Ms. Clinton pledged that in addition to defending its own companies and cyberspace, the United States would take measures to help human rights advocates, political dissidents and civil society groups overcome their governments' censorship. Until now, the State Department has been negligent in this area; it has misspent -- or failed to spend at all -- money appropriated by Congress for firewall-busting.
A group called the Global Internet Freedom Consortium has been denied funding, even though it says that it has a proven record of breaching the firewalls of both China and Iran. A State Department official told The Post that the group was refused help because it is connected to the banned Falun Gong movement and "the Chinese would go ballistic if we did that." But other officials told us that is not the case; they said that they hoped that the consortium would apply for future funding, which the State Department sensibly plans to spread, venture-capital style, among various groups and technologies.

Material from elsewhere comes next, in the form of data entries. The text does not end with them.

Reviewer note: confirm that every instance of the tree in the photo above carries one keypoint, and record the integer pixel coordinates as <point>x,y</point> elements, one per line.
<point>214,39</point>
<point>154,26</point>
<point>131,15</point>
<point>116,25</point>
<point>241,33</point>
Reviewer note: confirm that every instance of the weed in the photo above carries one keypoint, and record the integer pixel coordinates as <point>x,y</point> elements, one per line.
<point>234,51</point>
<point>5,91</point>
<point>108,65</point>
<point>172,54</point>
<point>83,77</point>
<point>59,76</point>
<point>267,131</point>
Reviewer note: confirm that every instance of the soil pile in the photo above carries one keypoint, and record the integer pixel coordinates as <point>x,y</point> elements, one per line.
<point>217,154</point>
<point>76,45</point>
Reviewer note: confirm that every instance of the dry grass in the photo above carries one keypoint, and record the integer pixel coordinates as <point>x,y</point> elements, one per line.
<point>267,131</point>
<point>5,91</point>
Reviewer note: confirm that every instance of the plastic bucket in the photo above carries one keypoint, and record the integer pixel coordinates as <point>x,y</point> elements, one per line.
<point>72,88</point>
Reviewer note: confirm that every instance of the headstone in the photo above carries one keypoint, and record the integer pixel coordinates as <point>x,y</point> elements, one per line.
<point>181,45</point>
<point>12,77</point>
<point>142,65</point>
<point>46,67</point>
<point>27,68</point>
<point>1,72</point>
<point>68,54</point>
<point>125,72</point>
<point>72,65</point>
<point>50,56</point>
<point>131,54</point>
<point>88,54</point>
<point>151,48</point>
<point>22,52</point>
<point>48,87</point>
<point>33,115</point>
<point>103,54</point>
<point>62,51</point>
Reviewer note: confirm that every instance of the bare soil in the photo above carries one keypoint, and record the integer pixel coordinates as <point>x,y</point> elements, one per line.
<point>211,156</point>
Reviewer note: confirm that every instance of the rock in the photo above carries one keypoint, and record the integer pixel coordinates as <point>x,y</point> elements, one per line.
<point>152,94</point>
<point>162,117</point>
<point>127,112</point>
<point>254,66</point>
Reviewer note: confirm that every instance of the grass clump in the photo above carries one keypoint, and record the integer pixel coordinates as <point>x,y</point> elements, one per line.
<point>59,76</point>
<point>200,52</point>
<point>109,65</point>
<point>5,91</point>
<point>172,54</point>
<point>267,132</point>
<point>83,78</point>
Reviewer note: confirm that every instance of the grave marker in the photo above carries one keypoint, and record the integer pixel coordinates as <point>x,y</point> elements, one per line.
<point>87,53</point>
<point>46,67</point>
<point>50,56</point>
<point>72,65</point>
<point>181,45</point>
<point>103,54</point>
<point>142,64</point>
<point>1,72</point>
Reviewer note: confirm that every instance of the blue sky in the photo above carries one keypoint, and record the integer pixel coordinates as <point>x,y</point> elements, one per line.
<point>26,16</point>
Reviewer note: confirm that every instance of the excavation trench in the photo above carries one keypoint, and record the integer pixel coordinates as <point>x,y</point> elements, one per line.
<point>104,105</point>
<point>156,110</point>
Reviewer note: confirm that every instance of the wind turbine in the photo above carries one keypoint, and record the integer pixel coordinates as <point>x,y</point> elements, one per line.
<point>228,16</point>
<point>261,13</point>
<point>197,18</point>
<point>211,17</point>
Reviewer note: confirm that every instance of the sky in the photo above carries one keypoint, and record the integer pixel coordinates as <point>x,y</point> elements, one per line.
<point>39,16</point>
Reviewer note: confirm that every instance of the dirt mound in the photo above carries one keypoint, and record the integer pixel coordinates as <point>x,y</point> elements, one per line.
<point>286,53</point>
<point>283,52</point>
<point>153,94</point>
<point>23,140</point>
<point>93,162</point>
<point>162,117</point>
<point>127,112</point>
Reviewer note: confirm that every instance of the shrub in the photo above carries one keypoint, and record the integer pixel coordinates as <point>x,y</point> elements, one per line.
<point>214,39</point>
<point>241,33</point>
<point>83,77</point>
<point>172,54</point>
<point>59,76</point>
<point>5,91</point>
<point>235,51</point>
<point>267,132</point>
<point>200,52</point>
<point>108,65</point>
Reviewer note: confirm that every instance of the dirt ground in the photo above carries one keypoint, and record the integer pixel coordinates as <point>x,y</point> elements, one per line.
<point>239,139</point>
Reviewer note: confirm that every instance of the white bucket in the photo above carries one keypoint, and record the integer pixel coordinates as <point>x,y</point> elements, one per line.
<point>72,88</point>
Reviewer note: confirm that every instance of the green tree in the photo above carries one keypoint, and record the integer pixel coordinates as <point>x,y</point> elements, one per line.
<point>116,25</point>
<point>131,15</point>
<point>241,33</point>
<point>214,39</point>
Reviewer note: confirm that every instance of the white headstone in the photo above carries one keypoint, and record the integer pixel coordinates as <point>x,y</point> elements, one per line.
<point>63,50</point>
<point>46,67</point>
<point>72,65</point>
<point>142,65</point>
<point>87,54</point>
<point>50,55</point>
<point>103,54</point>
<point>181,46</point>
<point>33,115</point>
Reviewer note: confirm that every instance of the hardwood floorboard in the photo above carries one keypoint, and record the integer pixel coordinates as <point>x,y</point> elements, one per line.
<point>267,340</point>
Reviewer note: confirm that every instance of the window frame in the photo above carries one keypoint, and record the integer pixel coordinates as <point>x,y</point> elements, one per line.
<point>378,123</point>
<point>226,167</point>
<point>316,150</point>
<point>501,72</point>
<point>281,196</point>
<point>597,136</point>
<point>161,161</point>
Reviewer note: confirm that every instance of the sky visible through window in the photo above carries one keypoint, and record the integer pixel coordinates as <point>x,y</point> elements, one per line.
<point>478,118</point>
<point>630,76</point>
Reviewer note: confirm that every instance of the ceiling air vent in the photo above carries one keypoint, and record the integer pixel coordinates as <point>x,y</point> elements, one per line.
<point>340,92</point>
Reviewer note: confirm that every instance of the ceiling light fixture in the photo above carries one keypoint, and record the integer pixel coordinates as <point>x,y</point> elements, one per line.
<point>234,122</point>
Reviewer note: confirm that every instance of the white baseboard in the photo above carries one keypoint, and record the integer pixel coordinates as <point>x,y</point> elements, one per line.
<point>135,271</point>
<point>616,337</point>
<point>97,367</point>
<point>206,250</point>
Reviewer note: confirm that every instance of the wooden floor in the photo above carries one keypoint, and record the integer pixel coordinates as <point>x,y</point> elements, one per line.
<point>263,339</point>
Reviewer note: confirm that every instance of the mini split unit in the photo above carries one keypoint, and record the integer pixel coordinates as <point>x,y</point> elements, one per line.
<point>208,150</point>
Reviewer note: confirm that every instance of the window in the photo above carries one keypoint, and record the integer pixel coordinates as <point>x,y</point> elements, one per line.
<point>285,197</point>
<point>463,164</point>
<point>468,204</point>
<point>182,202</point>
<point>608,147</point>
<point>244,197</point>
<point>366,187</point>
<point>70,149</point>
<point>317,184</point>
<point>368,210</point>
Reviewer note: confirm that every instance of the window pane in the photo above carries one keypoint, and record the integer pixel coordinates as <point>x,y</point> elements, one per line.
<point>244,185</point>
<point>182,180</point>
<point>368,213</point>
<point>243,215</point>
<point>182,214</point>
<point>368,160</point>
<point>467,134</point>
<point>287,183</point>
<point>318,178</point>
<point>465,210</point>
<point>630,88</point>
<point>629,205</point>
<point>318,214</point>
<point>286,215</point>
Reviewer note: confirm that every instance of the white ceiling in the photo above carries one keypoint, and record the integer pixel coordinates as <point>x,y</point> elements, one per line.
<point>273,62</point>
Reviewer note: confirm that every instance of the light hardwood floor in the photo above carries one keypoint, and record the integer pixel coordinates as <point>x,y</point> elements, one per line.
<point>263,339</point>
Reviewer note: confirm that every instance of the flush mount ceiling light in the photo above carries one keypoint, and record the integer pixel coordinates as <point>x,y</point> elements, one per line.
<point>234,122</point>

I did mention that we'd see the rise of cyber-mercenaries--condostieri--as private entities act where our government cannot or will not act. And we won't like the result:
If governments, because our laws don't let them wage war in this realm, encourage these cyber-war companies in the belief that governments can always safely buy their services, the private e-mercenary companies will eventually get so much better than governments' cyber-warfare entities that the private cyber-war companies may wonder why they have to do the bidding of the paying governments.
We'd rightly go ballistic if a private company used physical weapons to fight a foreign government that attacks it, warning the company that defense and foreign policy are the monopolies of the federal government.
So if one day you find out that Google has upped the ante as it battles China (or other governments) trying to interfere with and attack its operations, wonder why cyber-warfare is an accepted business practice.